Aboriginal language of Western Australia

The Yinggarda language (also written Yingkarta and Inggarda) is an Australian Aboriginal language. It is an endangered language, but efforts at language revival are being made.

==Name==
"Yinggarda" has been spelt in a number of ways, some linguists (including Dench) writing it as "Yingkarta".

== Classification ==
It is one of the Kartu languages of the Pama–Nyungan family. The Ethnologue equates Yinggarda with Pulinya but it is unclear what the basis is for this connection as Wilfrid Douglas, who recorded the name 'Pulinya,' described it as a name for the old Geraldton language.
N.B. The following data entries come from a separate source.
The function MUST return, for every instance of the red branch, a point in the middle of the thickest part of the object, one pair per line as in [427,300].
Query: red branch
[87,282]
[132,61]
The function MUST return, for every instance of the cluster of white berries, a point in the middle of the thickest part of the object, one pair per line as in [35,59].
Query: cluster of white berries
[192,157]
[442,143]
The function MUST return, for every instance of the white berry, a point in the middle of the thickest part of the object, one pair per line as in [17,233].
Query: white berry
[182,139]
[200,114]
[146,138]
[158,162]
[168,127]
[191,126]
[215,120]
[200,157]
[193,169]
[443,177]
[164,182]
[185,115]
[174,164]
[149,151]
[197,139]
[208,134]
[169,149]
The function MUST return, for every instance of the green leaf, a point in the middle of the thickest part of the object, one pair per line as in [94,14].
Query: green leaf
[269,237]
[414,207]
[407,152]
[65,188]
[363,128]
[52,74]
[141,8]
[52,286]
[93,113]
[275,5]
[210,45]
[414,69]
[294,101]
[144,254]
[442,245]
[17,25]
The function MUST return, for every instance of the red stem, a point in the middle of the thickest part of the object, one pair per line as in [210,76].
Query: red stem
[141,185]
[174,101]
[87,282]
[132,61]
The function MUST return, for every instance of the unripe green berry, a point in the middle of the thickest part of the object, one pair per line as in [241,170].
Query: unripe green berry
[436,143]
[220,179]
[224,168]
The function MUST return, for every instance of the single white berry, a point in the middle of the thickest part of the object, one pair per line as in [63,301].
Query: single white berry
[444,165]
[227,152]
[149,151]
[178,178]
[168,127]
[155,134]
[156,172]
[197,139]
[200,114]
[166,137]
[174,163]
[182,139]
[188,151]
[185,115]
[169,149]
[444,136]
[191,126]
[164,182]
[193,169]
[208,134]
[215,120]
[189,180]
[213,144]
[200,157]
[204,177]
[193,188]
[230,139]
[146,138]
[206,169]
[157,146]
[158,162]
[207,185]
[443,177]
== Geographic distribution ==

Yinggarda country is around Carnarvon, on the central western coast of Western Australia, and extends inland to near Gascoyne Junction and south to around the mouth of the Wooramel River.

==Dialects==
Maya (Maia), known only from 12 names of totem species identical to those in Yinggarda (e.g. yalipirri 'emu' and wura 'dog'), is reported to have been "like" Yinggarda and may have been a dialect.

== Language revival ==
A dictionary of Yinggarda by Peter K. Austin was published in 1992. A sketch grammar was written by Alan Dench in 1998, who worked with some of the last speakers and carried out his research mainly in the 1970s and 1980s. The Yamaji Language Centre, now the Irra Wangga Language Centre, has been continuing to work on the Yinggarda language since 1993.
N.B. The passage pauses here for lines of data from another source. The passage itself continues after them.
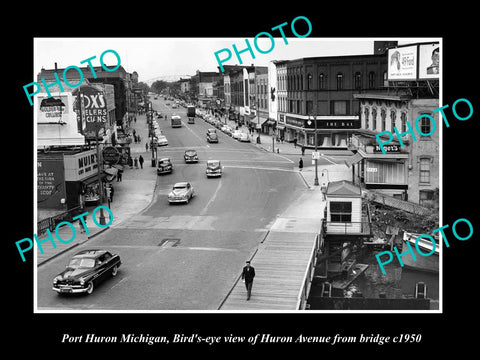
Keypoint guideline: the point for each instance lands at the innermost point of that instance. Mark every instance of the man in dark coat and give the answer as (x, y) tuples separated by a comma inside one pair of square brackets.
[(248, 274)]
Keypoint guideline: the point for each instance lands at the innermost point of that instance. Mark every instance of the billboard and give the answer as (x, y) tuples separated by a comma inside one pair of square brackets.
[(402, 63), (429, 61)]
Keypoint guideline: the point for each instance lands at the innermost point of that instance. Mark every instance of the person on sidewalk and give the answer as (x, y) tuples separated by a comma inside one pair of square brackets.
[(248, 274)]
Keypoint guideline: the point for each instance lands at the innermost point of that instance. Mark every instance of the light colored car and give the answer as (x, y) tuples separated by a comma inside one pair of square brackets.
[(236, 134), (162, 140), (214, 168), (244, 137), (181, 192)]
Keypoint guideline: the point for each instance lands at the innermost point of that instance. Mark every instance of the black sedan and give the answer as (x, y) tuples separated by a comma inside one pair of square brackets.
[(85, 271), (190, 156)]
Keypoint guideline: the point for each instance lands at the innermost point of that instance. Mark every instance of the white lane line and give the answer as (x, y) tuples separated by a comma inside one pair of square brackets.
[(212, 199)]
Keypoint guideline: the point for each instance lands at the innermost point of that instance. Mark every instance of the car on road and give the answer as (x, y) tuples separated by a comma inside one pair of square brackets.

As of 2020, Yinggarda is one of 20 languages prioritised as part of the Priority Languages Support Project, being undertaken by First Languages Australia and funded by the Department of Communications and the Arts. The project aims to "identify and document critically-endangered languages — those languages for which little or no documentation exists, where no recordings have previously been made, but where there are living speakers".

==Phonology==
=== Consonants ===

|  | Labial | Alveolar | Retroflex | Dental | Palatal | Velar |
|---|---|---|---|---|---|---|
| Stop | p | t | ʈ | t̪ | ɟ | k |
| Nasal | m | n | ɳ | n̪ | ɲ | ŋ |
| Lateral |  | l | ɭ | l̪ | ʎ |  |
| Rhotic |  | ɾ~r | ɻ |  |  |  |
| Approximant | w |  |  |  | j |  |

- The alveolar rhotic is realized as a "very lax" tap /[ɾ]/ between vowels, often similar to an alveolar approximant /[ɹ]/ in quality. It also becomes a trill /[r]/ before consonants, and is often heard as a stop /[d]/.
- Stops /k, t̪, ʈ/ are heard as [ɣ, ð, ɽ] when in intervocalic position.

=== Vowels ===

|  | Front | Back |
|---|---|---|
| High | i iː | u uː |
| Low | a aː |  |

Long vowels occur "very infrequently" in Yinggarda.